An operator of a Tor Exit Node in my opinion clearly falls into the definition of the mere conduit services, as it only helps to route the Internet traffic. Because eCommerce Directive cuts through all the fields of liability, including criminal liability, it might appear questionable that Weber, who most likely satisfied (a)-(c) requirements, could have been held liable for the routed traffic at all. But things are never that simple, and so is not the eCommerce Directive itself. In Recital 44 of the Directive, you find following:
(44) A service provider who deliberately collaborates with one of the recipients of his service in order to undertake illegal acts goes beyond the activities of “mere conduit” or “caching” and as a result cannot benefit from the liability exemptions established for these activities.
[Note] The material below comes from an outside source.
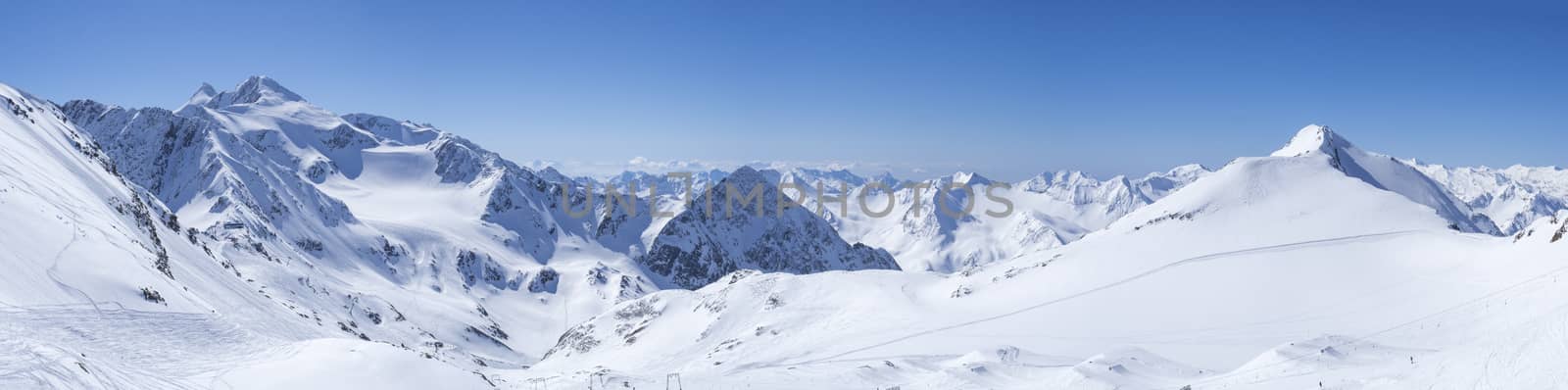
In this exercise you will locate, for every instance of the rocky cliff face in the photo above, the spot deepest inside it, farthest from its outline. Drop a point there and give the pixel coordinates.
(745, 222)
This provision is an extra requirement; one which relates to (in)famous CJEU requirement of passivity of intermediary activities in general, including hosting; In other words, Austrian court was free to impose criminal liability if a Tor Exit Node operator intentionally collaborated with the perpetrator of the crime of distribution of child pornography. The open question, however, is, how extensively can one understand such “deliberate collaboration”. First of all, given that it is defined nowhere in the eCommerce Directive, it is clearly an autonomous term of the Union law, which is in hands of the CJEU. The Austrian courts thus might have been interested in seeing whether their local interpretation of indirect intent is still in line with this requirement. I know close to nothing about the exact facts of the case, but from the media coverage it appears that Weber did identifiably encourage exact perpetrators over chat.
This decision shows that one should be not only technically
, but also legally cautious with operating a Tor Exit Nodes [perhaps Tor should add a note here
]. Don’t get me wrong, operation of such Nodes is very important in serving all the legitimate Tor traffic. But one should not forget that legitimacy of Tor is based on these case, and aiding identifiable misuses can be penalized. The main problem I see with this decision is not the application of the criminal liability in the current case. And I don’t even worry that people would start generalizing this too much. Although we should be really careful in keeping the standard of “deliberate collaboration” very high, otherwise it might be easy to criminalize Tor Exit Nodes operators.
At least in Europe, the CJEU should be able to prevent such excess. More troubling could be that if the same logic is applied in countries with less legitimate criminal offences such as anti-state propaganda crimes, it can be very easy to criminalize Tor Exit Nodes operators. The case also shows that limited liability of intermediaries also serves protection of privacy, and that without clear rules, even technical solutions might have problems in their deployment.
Weber told media that he will not appeal the case due to legal fees. Moritz Bartl from TorServers, however, expressed himself:
This particular case went bad because of multiple reasons. We strongly believe that it can be easily challenged. While certainly shocking, lower court ruling should not be taken too seriously, and this won’t necessarily mean that all Tor relays in Austria are now automatically illegal. The ruling only happened two days ago, there is no written statement from the court yet, so we should all be patient and wait for that before we make any assumptions. We will definitely try and find some legal expert in Austria and see what we can do to fight this.
I believe that the last thing we should try, is to see things black and white here.